Cass laid his sword on his bed and dressed himself. There was little in the cabin to take with him. Into his saddlebags he loaded a spare shirt, his knives, his whetstone, flint and tinder, tea, food supplies, some hooks and a fat pouch of coins. He next set about straightening the room, hanging his cookpots, putting his plate and mug on a shelf above the fire, stocking the woodpile and folding the skins and setting them neatly in a stack. When he’d finished putting it to rights, he sat before the fire and waited for the dawn.

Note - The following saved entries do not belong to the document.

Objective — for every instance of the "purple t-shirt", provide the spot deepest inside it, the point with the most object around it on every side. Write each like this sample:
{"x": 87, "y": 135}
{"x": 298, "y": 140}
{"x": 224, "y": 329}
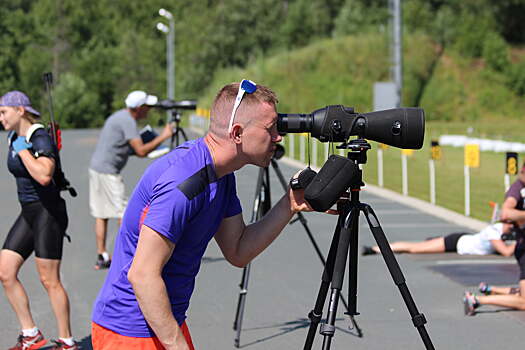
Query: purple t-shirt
{"x": 180, "y": 197}
{"x": 517, "y": 191}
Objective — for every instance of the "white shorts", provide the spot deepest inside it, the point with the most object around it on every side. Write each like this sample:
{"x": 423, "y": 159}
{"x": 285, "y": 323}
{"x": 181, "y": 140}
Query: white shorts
{"x": 106, "y": 195}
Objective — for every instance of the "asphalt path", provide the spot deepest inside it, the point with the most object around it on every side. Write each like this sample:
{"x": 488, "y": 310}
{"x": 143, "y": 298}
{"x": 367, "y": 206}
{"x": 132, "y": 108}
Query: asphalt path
{"x": 284, "y": 279}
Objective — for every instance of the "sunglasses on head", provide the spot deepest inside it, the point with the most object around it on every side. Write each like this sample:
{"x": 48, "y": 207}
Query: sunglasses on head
{"x": 246, "y": 86}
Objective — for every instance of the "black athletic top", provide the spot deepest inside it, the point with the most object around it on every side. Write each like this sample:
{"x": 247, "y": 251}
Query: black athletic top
{"x": 29, "y": 190}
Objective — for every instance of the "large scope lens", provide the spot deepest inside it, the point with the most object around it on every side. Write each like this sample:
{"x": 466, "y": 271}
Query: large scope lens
{"x": 398, "y": 127}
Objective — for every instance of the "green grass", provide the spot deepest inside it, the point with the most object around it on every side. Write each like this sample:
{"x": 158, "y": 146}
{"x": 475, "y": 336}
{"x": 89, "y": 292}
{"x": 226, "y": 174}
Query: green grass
{"x": 459, "y": 96}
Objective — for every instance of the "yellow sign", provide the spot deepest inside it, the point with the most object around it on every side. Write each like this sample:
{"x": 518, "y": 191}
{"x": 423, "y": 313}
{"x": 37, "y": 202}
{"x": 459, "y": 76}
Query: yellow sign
{"x": 435, "y": 152}
{"x": 512, "y": 163}
{"x": 472, "y": 155}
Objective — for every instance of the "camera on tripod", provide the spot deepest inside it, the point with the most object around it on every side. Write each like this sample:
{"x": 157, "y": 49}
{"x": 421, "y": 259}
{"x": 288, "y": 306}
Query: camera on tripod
{"x": 174, "y": 109}
{"x": 398, "y": 127}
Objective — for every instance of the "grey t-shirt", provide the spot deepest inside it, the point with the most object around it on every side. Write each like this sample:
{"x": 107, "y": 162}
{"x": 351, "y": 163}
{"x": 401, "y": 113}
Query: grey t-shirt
{"x": 113, "y": 149}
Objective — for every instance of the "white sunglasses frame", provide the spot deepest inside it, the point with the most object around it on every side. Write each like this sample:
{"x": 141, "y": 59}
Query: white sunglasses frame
{"x": 238, "y": 99}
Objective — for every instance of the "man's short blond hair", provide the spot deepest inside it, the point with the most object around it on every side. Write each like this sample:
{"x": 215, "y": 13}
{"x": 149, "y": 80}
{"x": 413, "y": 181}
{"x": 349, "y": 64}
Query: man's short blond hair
{"x": 223, "y": 105}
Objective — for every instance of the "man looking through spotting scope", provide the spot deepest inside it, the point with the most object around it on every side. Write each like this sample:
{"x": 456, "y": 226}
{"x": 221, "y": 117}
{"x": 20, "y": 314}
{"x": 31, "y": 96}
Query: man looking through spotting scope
{"x": 118, "y": 137}
{"x": 182, "y": 201}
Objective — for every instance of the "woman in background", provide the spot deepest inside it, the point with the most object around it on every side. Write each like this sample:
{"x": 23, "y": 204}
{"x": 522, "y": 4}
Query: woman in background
{"x": 41, "y": 225}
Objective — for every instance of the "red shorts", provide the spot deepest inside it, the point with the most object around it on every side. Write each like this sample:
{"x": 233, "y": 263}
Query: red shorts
{"x": 104, "y": 339}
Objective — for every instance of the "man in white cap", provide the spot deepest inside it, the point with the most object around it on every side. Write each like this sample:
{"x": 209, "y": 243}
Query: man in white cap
{"x": 119, "y": 138}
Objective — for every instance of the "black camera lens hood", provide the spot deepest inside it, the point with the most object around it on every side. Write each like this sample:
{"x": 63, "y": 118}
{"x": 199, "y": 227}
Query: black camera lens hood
{"x": 334, "y": 178}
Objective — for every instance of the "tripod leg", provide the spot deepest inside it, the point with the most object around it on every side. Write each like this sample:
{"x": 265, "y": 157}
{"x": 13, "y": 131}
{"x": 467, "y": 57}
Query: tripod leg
{"x": 184, "y": 136}
{"x": 237, "y": 325}
{"x": 259, "y": 205}
{"x": 418, "y": 319}
{"x": 316, "y": 314}
{"x": 328, "y": 328}
{"x": 304, "y": 222}
{"x": 243, "y": 290}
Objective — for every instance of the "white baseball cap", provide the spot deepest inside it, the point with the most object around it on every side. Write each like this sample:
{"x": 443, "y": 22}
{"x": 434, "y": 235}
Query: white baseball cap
{"x": 138, "y": 98}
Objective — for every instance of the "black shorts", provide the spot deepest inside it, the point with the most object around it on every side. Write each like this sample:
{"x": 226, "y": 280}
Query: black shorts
{"x": 519, "y": 254}
{"x": 451, "y": 241}
{"x": 39, "y": 228}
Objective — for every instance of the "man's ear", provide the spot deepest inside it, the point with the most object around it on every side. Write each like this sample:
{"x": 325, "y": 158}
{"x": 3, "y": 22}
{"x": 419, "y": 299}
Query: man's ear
{"x": 236, "y": 133}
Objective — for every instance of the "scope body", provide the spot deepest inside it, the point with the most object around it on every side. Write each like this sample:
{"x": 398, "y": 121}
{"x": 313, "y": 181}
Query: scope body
{"x": 398, "y": 127}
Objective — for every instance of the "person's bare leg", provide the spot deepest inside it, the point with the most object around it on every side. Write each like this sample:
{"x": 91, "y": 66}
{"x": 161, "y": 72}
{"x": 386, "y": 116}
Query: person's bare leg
{"x": 435, "y": 245}
{"x": 10, "y": 263}
{"x": 514, "y": 301}
{"x": 49, "y": 271}
{"x": 101, "y": 229}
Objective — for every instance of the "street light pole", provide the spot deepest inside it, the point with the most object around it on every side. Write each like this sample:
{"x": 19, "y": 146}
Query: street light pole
{"x": 170, "y": 50}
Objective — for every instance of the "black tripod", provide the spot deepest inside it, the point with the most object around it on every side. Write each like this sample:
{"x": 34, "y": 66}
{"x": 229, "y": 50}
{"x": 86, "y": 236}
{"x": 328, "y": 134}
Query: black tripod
{"x": 344, "y": 243}
{"x": 261, "y": 205}
{"x": 175, "y": 118}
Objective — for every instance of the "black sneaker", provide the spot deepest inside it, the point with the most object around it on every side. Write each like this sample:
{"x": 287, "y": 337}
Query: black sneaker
{"x": 60, "y": 345}
{"x": 101, "y": 263}
{"x": 484, "y": 288}
{"x": 30, "y": 343}
{"x": 367, "y": 250}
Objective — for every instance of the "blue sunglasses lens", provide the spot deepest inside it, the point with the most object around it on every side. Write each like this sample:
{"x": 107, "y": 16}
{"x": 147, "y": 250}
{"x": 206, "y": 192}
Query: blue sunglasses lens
{"x": 248, "y": 86}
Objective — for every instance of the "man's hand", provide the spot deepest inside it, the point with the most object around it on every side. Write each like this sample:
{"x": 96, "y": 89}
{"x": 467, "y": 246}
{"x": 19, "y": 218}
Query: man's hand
{"x": 298, "y": 203}
{"x": 179, "y": 344}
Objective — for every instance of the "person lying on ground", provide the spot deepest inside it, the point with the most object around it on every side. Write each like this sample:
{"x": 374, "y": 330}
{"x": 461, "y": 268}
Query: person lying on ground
{"x": 487, "y": 241}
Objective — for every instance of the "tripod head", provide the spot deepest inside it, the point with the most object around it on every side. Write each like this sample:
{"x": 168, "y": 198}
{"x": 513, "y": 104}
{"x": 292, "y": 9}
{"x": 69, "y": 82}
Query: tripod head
{"x": 357, "y": 150}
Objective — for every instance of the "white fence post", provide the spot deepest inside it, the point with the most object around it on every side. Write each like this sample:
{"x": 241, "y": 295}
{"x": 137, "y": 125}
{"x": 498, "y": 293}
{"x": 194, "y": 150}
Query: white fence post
{"x": 404, "y": 174}
{"x": 467, "y": 190}
{"x": 432, "y": 169}
{"x": 380, "y": 167}
{"x": 302, "y": 148}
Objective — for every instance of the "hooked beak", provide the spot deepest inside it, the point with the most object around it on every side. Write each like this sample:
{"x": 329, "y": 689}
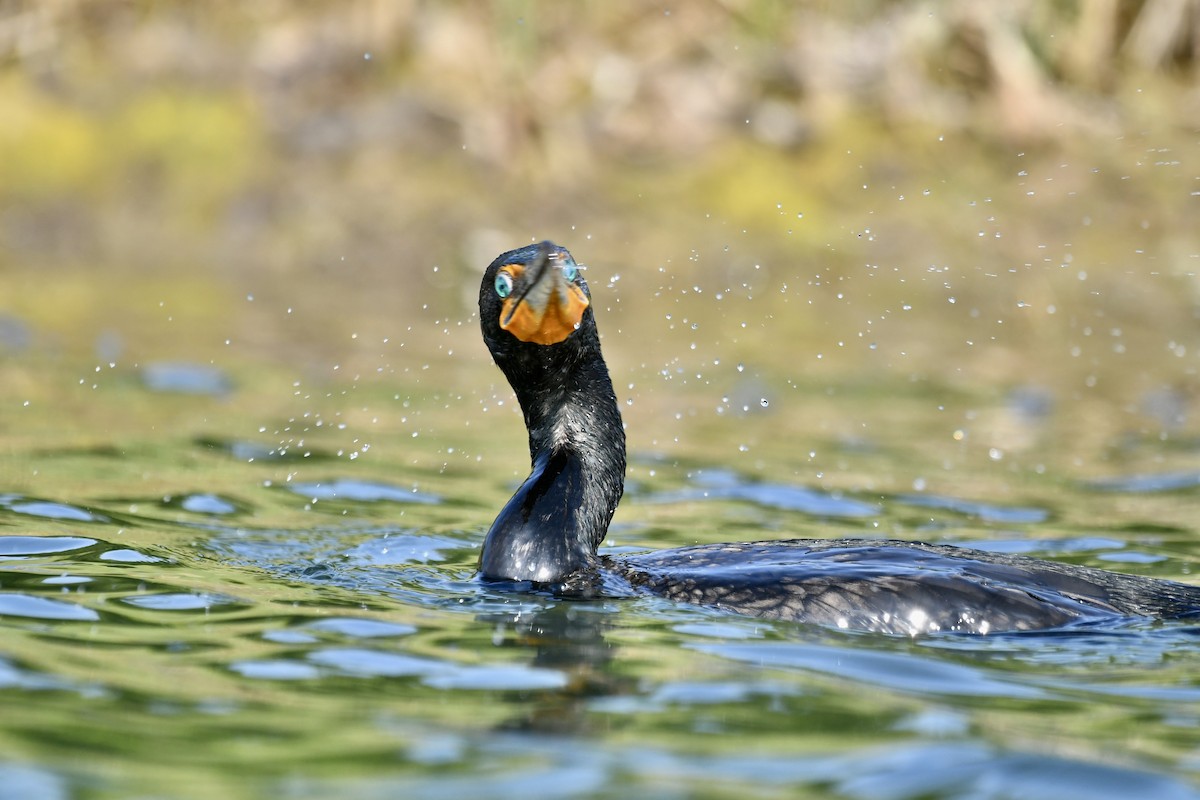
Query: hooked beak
{"x": 546, "y": 305}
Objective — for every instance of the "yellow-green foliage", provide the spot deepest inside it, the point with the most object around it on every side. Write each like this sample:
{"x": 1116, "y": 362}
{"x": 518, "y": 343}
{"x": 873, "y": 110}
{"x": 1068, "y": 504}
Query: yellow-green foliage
{"x": 46, "y": 148}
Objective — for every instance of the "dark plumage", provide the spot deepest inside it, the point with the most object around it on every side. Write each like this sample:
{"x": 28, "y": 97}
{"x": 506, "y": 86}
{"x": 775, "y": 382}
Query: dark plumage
{"x": 538, "y": 324}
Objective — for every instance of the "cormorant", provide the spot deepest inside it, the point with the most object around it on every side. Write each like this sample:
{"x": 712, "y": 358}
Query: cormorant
{"x": 538, "y": 323}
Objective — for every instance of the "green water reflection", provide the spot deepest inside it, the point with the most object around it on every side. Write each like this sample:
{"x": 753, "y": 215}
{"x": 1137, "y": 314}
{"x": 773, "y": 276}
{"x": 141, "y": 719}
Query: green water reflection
{"x": 250, "y": 439}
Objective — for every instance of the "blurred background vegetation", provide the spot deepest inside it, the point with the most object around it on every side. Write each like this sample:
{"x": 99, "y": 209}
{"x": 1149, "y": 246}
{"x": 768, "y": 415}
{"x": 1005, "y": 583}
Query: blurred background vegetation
{"x": 977, "y": 193}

The red horse didn’t care much for the saddle and bridle, but then he never did, after months of freedom. Cass had him tacked and was mounted before the sun came up over the eastern lip of the valley. He had donned his mail coat and leggings, and his tabard sported a silver eagle in full flight on a field of midnight blue. They felt heavy and cumbersome, and more than a little loose. Yet the sword in its harness on his back fit there as the hoe had in his hands. He rode up out of the valley’s shadows into the sun’s welcoming rays, turning back only once. Across from him on the far ridge, the rich black patch of newly turned earth waited in vain for his sowing. Undone, he thought. Will I always leave something undone and needful behind me? The chesnut horse snorted and sawed against the bit, dancing beneath him in anticipation. Cass turned the animal’s face to the sun again, and gave him his head. The horse tossed his head and bucked as he leaped down the trail, blowing frosty plumes from his nostrils. It might have been the bright sun, the cold sting of the air, or the drifting smoke from the still burning city, but a bright crystal track of tears glistened on the man’s cheeks as he turned his face toward home.